Not just "solve this".

More like: inspect this, compare options, identify risk, attempt a solution, verify it against the constraints, tell me what remains uncertain, and produce the smallest next step that would let a human decide.

That sounds suspiciously like engineering, unfortunate for anyone who hoped the future would be less work.

The new work is specifying work.

A lot of developers are extremely good at implementation and much less practised at saying what the real job is.

It may feel wasteful to spend an hour or three preparing the material to engineer a task for a seriously big model — it can easily feel wrong because the marketing version of AI productivity is always someone typing a sentence into a glowing box and receiving a miracle before their oat latte gets cold.

But serious work has never worked like that.

If you spend three hours building the right context pack and the model saves you two weeks of grinding investigation, that is not inefficiency. That is as close to a miracle as we can get.

This is also where Fable and Fugu should change how we think about cost. If a model is expensive, slow, or powerful, then using it for cheap little tasks is not disciplined. It is like booking a surgical theatre to trim your fingernails.

The value is moving.

As the doing gets cheaper, deciding gets more expensive.

As implementation gets faster, framing matters more.

If models can chew through larger chunks of work, the scarce skill becomes knowing which chunks are worth chewing.

If you were hoping AI would remove the need for judgement, bad news. The judgement bill has arrived, and it has itemised charges.

Doing software wrong at the wrong size

So this is probably the next bit of doing software wrong.

We will get access to bigger and bigger models. We will keep asking tiny questions. We will spend premium reasoning tokens on boilerplate, summaries, and functions our IDE could have written while asleep. We will complain that the results feel underwhelming.

Then someone will hand the model a properly scoped, painful, valuable job with enough data and a clear definition of done, and suddenly it will look like witchcraft.

It will not be witchcraft.

It will be preparation, which is less exciting but much more useful.

The future is not developers sitting back while models do everything. The future is developers learning to see larger work. The work that was too big to assign, too boring to prioritise, and too painful to do manually.

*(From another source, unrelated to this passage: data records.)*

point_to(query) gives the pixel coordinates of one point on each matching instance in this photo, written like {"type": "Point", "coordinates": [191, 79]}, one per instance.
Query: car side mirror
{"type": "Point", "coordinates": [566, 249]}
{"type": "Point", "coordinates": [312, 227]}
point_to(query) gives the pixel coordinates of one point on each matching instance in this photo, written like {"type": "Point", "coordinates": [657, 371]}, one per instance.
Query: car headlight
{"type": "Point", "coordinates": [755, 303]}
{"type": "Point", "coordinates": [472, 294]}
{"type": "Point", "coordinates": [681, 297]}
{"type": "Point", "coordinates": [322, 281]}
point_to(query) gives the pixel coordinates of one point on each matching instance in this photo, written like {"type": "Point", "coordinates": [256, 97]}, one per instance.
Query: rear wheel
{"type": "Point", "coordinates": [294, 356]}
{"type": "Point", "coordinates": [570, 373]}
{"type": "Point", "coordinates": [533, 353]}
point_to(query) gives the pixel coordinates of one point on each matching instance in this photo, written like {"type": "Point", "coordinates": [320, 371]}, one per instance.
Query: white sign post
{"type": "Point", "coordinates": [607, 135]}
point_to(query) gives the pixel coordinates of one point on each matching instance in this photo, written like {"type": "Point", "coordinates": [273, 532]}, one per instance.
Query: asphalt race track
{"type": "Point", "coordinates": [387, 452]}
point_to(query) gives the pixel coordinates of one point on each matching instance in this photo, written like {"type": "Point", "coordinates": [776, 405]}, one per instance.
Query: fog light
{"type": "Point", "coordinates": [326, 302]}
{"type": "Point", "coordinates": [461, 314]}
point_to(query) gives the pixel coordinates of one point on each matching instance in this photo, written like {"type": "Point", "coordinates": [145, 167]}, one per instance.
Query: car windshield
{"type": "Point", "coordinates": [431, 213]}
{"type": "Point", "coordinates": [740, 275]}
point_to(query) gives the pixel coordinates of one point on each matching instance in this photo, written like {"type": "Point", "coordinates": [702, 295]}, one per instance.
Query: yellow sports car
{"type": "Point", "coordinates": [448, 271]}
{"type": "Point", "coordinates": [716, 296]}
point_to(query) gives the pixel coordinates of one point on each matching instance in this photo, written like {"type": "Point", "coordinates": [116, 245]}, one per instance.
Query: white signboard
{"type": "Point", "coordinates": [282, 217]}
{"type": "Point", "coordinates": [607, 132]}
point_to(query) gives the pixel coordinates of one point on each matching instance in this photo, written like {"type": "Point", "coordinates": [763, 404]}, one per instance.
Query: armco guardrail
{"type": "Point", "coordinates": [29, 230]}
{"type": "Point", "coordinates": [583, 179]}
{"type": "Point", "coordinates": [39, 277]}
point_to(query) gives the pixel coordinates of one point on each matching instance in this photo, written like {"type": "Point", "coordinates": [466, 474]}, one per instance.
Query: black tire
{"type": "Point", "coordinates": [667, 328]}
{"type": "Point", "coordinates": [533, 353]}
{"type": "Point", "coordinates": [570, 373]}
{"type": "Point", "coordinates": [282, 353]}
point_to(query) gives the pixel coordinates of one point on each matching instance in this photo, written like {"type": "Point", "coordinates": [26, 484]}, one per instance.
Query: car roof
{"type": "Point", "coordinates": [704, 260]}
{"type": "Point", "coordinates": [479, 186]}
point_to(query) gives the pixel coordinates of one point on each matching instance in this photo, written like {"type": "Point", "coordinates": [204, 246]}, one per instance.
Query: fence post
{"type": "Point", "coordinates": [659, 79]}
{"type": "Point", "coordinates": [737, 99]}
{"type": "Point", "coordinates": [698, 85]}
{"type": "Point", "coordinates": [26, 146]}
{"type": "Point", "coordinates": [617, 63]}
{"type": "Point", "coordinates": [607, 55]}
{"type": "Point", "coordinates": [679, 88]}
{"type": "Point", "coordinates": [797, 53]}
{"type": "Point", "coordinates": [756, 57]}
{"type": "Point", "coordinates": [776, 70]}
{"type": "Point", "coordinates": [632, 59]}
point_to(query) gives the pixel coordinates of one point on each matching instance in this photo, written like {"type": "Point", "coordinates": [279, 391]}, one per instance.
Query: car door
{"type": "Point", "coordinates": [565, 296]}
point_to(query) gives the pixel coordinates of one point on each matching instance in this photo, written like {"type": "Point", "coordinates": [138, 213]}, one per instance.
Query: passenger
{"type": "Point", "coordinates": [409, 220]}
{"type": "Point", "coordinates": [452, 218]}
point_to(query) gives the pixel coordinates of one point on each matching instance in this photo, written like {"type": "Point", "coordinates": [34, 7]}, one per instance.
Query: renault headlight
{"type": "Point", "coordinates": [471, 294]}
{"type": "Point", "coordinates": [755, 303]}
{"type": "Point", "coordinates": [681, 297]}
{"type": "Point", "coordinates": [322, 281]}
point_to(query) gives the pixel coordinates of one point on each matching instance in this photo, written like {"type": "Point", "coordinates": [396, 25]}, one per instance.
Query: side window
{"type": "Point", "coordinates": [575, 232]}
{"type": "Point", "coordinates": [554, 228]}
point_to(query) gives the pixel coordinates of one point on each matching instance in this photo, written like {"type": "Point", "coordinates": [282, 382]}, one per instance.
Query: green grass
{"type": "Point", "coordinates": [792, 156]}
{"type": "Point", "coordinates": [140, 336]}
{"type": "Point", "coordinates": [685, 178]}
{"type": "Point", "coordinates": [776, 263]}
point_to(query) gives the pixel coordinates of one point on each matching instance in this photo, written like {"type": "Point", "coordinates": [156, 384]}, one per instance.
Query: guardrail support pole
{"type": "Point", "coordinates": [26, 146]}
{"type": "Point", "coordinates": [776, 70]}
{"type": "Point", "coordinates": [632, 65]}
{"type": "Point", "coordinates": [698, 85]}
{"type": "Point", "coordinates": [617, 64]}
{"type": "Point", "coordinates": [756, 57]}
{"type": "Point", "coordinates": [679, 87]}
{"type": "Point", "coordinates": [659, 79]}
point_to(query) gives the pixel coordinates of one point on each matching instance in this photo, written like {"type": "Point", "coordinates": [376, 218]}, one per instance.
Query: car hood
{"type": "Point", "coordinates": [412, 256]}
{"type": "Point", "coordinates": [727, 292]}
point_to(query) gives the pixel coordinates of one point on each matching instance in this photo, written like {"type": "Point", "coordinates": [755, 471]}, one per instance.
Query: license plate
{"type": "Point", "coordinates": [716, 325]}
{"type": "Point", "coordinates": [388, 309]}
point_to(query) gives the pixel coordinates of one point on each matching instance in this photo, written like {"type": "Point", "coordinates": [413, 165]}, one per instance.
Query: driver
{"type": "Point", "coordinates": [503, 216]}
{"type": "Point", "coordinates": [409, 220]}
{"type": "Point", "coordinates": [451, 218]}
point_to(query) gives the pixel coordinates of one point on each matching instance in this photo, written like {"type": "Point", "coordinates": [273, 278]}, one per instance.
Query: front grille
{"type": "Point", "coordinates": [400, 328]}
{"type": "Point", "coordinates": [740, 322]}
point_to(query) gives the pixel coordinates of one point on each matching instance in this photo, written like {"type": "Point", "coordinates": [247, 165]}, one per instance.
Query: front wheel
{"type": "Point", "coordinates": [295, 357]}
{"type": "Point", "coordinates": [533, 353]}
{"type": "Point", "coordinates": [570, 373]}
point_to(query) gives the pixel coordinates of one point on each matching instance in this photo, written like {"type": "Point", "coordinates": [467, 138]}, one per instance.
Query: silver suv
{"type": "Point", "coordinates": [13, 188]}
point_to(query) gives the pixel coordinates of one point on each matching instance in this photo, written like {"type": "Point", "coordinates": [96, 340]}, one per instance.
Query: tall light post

That is the real shift. Not prompt engineering. Not magic. Not job apocalypse. Task engineering.

The ability to see the bigger job, package it properly, give it to the model, walk away long enough for it to work, and come back ready to judge what it did.

We will still get it wrong. The model will still get it wrong.

That is software.

But maybe we can start getting it wrong at the right size.

Because if the models are getting bigger and our questions stay tiny, the failure is no longer entirely in the machine.

The question was too small.

And as usual, annoyingly, expensively, we are doing software wrong.